On March 13, 2020, I sat in my first-year science class. We all waited in anticipation for Gov. Justice to announce if he was genuinely going to cancel school. When he did, no one was prepared for the horrors that were to come. “I sat at home alone for so long that not doing anything became accustomed,” one senior says, “this is my first normal year of high school.”

We sat at home and watched our country become politically divided; we watched as officers sworn to serve and protect killed unarmed Black Americans; we were forced to watch as politicians chose money over saving our depleting environment. By the year’s end, we watched as 375,000 people died in the United States from a disease we knew nothing about. And when it was over, we were pushed back into normality without guidance and entirely new standards.

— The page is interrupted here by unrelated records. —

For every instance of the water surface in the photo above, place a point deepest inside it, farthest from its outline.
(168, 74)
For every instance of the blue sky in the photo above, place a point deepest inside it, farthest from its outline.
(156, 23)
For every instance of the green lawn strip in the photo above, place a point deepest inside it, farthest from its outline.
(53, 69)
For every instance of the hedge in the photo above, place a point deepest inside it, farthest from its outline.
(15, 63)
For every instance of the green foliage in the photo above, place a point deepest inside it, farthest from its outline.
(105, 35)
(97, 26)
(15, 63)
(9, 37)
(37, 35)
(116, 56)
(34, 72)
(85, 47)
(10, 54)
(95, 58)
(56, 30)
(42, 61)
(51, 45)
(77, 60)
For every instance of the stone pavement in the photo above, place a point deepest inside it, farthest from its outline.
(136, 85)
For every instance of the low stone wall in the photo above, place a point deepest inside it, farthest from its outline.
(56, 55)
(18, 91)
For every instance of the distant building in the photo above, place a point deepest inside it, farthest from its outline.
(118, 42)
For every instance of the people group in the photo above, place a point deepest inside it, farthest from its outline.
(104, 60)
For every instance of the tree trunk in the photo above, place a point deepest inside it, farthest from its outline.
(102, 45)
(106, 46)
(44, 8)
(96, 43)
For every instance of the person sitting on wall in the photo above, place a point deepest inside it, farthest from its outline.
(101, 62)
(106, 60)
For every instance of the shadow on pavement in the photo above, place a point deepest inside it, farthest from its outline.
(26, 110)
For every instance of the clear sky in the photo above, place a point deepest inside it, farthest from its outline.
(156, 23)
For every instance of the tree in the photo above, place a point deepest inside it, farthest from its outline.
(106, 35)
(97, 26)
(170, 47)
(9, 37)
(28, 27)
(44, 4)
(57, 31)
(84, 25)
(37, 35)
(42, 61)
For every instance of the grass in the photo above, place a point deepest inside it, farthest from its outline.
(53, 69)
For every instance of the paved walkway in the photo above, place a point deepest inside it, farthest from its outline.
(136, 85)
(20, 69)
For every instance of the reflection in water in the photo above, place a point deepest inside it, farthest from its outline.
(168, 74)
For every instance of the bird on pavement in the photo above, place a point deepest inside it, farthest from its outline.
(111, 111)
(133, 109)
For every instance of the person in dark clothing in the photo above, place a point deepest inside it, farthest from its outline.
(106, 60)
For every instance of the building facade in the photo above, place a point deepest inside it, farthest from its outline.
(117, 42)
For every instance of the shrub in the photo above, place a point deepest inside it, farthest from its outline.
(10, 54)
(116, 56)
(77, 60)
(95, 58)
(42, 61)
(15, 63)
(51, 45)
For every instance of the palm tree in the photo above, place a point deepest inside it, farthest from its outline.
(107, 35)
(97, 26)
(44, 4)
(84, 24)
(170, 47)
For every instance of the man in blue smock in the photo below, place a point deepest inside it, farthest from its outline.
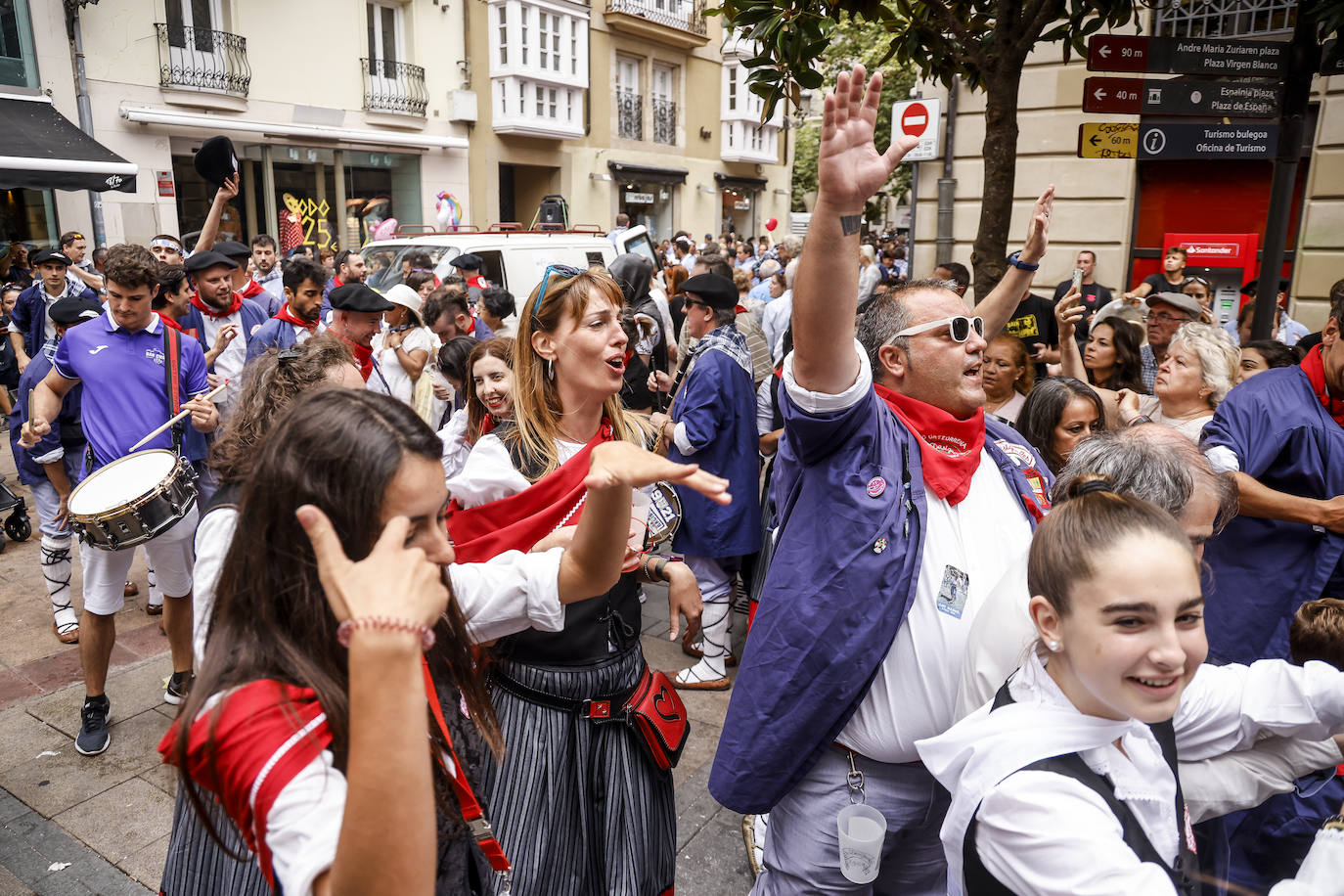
(712, 424)
(1281, 437)
(901, 506)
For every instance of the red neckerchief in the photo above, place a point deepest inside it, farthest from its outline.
(1315, 368)
(519, 521)
(210, 312)
(291, 317)
(169, 321)
(949, 449)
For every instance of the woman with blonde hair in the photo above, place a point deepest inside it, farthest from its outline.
(579, 803)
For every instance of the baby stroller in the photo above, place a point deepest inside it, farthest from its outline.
(17, 525)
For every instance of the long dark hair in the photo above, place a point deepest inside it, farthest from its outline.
(1128, 371)
(338, 450)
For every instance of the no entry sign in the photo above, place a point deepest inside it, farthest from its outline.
(919, 118)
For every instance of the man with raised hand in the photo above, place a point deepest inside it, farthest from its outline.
(901, 506)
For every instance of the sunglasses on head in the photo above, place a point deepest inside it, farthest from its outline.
(959, 328)
(563, 270)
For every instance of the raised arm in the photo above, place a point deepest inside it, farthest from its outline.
(850, 169)
(999, 305)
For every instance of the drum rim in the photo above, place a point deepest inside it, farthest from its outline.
(129, 506)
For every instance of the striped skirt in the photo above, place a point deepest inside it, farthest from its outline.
(198, 867)
(578, 806)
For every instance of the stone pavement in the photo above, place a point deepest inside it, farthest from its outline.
(77, 825)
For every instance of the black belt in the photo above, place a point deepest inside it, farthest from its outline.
(597, 708)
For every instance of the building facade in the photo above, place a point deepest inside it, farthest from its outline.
(1121, 208)
(621, 107)
(344, 114)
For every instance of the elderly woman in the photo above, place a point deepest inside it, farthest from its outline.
(1007, 377)
(1199, 368)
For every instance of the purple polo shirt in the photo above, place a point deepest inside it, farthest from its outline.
(124, 391)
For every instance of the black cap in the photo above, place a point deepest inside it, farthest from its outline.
(207, 258)
(216, 160)
(74, 309)
(356, 297)
(232, 248)
(714, 291)
(50, 255)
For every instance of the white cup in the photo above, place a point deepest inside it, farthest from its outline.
(862, 833)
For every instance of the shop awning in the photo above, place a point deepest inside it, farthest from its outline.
(42, 150)
(650, 173)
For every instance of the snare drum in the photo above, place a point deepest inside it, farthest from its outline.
(133, 499)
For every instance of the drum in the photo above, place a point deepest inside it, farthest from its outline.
(132, 499)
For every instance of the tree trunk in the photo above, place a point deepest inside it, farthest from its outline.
(1000, 160)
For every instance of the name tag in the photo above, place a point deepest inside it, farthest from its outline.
(956, 589)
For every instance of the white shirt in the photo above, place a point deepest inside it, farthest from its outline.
(229, 363)
(398, 381)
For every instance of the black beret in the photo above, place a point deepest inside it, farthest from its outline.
(207, 258)
(356, 297)
(714, 291)
(232, 248)
(74, 309)
(50, 255)
(216, 160)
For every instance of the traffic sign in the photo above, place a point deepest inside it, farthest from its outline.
(1154, 141)
(1188, 55)
(1097, 140)
(1214, 98)
(918, 118)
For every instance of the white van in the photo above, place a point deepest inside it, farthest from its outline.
(510, 256)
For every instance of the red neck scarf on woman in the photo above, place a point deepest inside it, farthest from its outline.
(519, 521)
(291, 317)
(1315, 368)
(949, 449)
(211, 313)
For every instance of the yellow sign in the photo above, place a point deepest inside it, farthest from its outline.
(1097, 140)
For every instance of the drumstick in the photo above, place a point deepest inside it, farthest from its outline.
(179, 417)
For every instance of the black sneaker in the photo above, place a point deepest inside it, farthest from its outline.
(179, 684)
(93, 731)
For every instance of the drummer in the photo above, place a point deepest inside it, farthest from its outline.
(53, 468)
(119, 360)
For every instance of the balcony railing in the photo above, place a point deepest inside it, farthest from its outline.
(664, 121)
(203, 60)
(686, 15)
(629, 114)
(394, 86)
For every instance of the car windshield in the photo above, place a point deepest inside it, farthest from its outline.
(387, 265)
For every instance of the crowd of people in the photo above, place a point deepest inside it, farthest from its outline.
(1043, 597)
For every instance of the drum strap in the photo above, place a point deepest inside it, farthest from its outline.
(172, 371)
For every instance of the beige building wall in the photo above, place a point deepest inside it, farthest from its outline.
(1096, 199)
(305, 81)
(578, 166)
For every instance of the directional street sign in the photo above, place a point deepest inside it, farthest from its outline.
(1176, 141)
(1217, 98)
(1107, 141)
(1188, 55)
(918, 118)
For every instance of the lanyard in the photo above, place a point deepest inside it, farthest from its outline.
(471, 813)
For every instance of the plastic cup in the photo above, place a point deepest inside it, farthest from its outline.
(862, 833)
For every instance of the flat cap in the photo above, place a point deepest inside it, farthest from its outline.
(356, 297)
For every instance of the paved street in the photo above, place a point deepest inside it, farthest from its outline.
(75, 825)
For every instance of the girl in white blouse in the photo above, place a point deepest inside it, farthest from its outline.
(1064, 784)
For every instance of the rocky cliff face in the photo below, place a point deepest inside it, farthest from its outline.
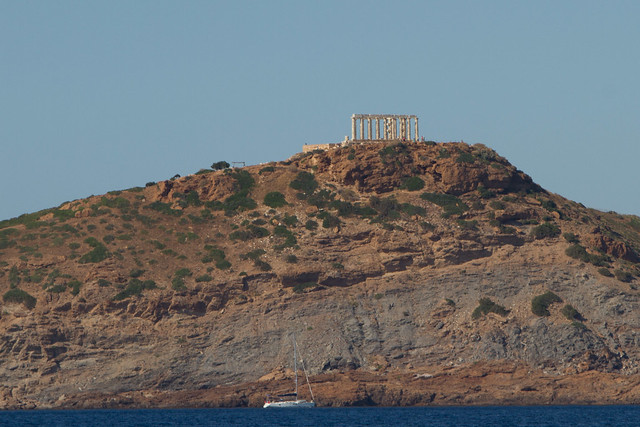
(413, 273)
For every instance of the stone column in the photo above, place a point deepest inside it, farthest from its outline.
(353, 127)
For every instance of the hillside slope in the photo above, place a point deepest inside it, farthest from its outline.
(416, 273)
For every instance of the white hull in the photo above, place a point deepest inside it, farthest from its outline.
(290, 404)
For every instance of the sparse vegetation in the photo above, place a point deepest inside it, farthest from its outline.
(545, 230)
(302, 287)
(304, 182)
(414, 183)
(623, 276)
(450, 203)
(571, 313)
(220, 165)
(579, 252)
(540, 304)
(274, 199)
(19, 296)
(97, 254)
(486, 305)
(571, 238)
(134, 288)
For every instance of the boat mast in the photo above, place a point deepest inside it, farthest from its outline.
(295, 362)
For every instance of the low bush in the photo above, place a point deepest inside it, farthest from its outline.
(545, 230)
(604, 271)
(274, 199)
(571, 238)
(220, 165)
(465, 158)
(486, 305)
(579, 252)
(484, 193)
(540, 304)
(414, 183)
(623, 276)
(311, 225)
(262, 265)
(135, 287)
(450, 203)
(97, 254)
(571, 313)
(252, 232)
(19, 296)
(302, 287)
(304, 182)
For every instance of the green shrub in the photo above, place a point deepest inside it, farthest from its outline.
(267, 169)
(290, 220)
(414, 183)
(311, 225)
(605, 272)
(136, 272)
(485, 305)
(252, 232)
(484, 193)
(540, 304)
(623, 276)
(467, 225)
(450, 203)
(571, 238)
(545, 230)
(19, 296)
(330, 221)
(97, 254)
(262, 265)
(304, 182)
(465, 158)
(253, 255)
(135, 287)
(302, 287)
(178, 284)
(220, 165)
(75, 286)
(571, 313)
(164, 208)
(274, 199)
(182, 272)
(579, 252)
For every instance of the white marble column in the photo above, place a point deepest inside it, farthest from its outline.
(353, 127)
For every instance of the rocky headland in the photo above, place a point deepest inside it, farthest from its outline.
(411, 273)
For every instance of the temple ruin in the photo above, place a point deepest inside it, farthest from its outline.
(388, 127)
(375, 128)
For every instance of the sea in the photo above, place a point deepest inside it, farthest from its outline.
(538, 416)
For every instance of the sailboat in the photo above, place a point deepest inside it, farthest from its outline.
(292, 400)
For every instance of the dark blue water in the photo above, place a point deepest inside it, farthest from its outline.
(538, 416)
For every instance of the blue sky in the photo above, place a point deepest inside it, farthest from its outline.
(105, 95)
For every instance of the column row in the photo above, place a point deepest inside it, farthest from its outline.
(392, 127)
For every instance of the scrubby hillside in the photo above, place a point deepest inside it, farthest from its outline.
(397, 265)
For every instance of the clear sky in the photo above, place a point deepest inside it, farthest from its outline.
(106, 95)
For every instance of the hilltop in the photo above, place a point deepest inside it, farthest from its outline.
(412, 273)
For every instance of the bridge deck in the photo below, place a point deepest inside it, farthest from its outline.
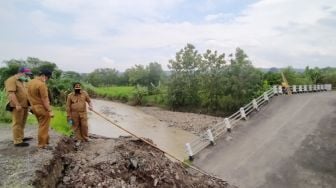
(288, 143)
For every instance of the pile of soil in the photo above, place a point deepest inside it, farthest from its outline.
(127, 162)
(191, 122)
(20, 165)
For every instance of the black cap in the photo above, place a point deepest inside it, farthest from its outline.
(46, 73)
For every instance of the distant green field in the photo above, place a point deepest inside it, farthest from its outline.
(59, 122)
(122, 93)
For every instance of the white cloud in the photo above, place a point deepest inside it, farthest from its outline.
(120, 34)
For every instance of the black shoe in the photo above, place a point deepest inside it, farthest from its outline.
(27, 139)
(22, 144)
(46, 147)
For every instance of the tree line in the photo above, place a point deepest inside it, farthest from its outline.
(209, 82)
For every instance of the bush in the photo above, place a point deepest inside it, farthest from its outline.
(5, 116)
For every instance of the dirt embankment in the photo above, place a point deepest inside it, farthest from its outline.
(102, 162)
(195, 123)
(127, 162)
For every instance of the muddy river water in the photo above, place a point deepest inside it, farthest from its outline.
(136, 121)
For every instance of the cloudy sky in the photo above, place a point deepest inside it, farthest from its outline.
(82, 35)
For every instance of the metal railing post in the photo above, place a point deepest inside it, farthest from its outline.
(227, 124)
(310, 88)
(275, 90)
(266, 97)
(280, 90)
(255, 104)
(190, 153)
(294, 88)
(242, 113)
(210, 136)
(305, 88)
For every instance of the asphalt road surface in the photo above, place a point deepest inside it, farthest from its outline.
(290, 142)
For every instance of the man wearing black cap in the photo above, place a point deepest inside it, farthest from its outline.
(76, 111)
(39, 100)
(18, 104)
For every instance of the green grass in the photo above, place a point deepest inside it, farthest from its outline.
(122, 93)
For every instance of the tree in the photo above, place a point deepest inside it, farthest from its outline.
(103, 77)
(138, 75)
(314, 75)
(213, 80)
(183, 87)
(244, 80)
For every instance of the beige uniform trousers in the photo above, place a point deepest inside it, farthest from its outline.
(43, 119)
(80, 125)
(19, 118)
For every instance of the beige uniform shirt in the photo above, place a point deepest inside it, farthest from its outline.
(13, 84)
(37, 90)
(77, 103)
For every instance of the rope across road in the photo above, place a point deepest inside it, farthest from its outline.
(182, 163)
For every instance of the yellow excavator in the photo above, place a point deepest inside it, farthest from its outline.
(285, 85)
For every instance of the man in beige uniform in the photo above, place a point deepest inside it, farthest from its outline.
(39, 100)
(18, 101)
(76, 111)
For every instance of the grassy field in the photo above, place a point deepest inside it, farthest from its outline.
(4, 115)
(121, 93)
(129, 94)
(58, 123)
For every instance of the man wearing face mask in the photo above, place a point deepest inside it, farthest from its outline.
(39, 100)
(77, 113)
(18, 101)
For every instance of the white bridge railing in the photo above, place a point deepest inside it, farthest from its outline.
(212, 134)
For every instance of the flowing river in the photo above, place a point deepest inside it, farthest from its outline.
(169, 139)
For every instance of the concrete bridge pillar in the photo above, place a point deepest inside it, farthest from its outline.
(190, 152)
(266, 97)
(210, 137)
(255, 104)
(227, 124)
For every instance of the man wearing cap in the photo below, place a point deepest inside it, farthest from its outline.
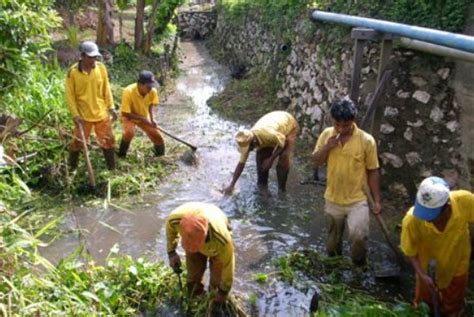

Two years of isolation, two years of uncertainty, and as soon as they said it was over, they just pushed us back into the world. There was no easing in; nobody was prepared to start life again. It was complicated to integrate back into society while also being expected to meet set expectations. I can’t speak for every student at Park, but the ones I have talked to all share the same theme. Here is what our students are saying:

“It was nice at first, like staying home and everything until it wasn’t. We were away from school for so long that it became an afterthought.” Afterthought is the perfect way to describe the feelings of that time. With our entire country crumbling before our eyes, school seemed small compared to everything else. However, 2020 was a year of change. We had a political and racial divide. We watched “Being at home and having more screen time helped me educate myself.”

Anonymous, Senior

“It really messed with me when Covid hit. It was really stressful because we were given a lot of responsibility, and they just pushed it on us.”

The feeling of having a new set of responsibilities, and expectations, confused and overwhelmed almost everyone. Now think about that from the perspective of a 6th grader. Not only did the pandemic affect their academic growth, but it also affected their social development.

“It made me not be able to talk to a lot of people I knew, and well, I didn’t really have that many friend’s phone numbers, so that left me with just my sister and brother.”

  Amy Yahn, First year

Who better to give insight than our teachers? They’re the ones behind the scenes. They grade the papers they watch students socialize, so when asked if they had seen a difference, this was one teacher’s response:

“This year, in particular, first years don’t have strong social skills. Their learning is stunted.”

    Anonymous, Teacher

The first step should be recognizing that it takes time to “be normal” again. That experience, traumatic for so many of us, doesn’t erase because we’re back in classrooms. It piles onto everything else.  If we want to get back to normality, to live everyday life, then we need to be patient with one another.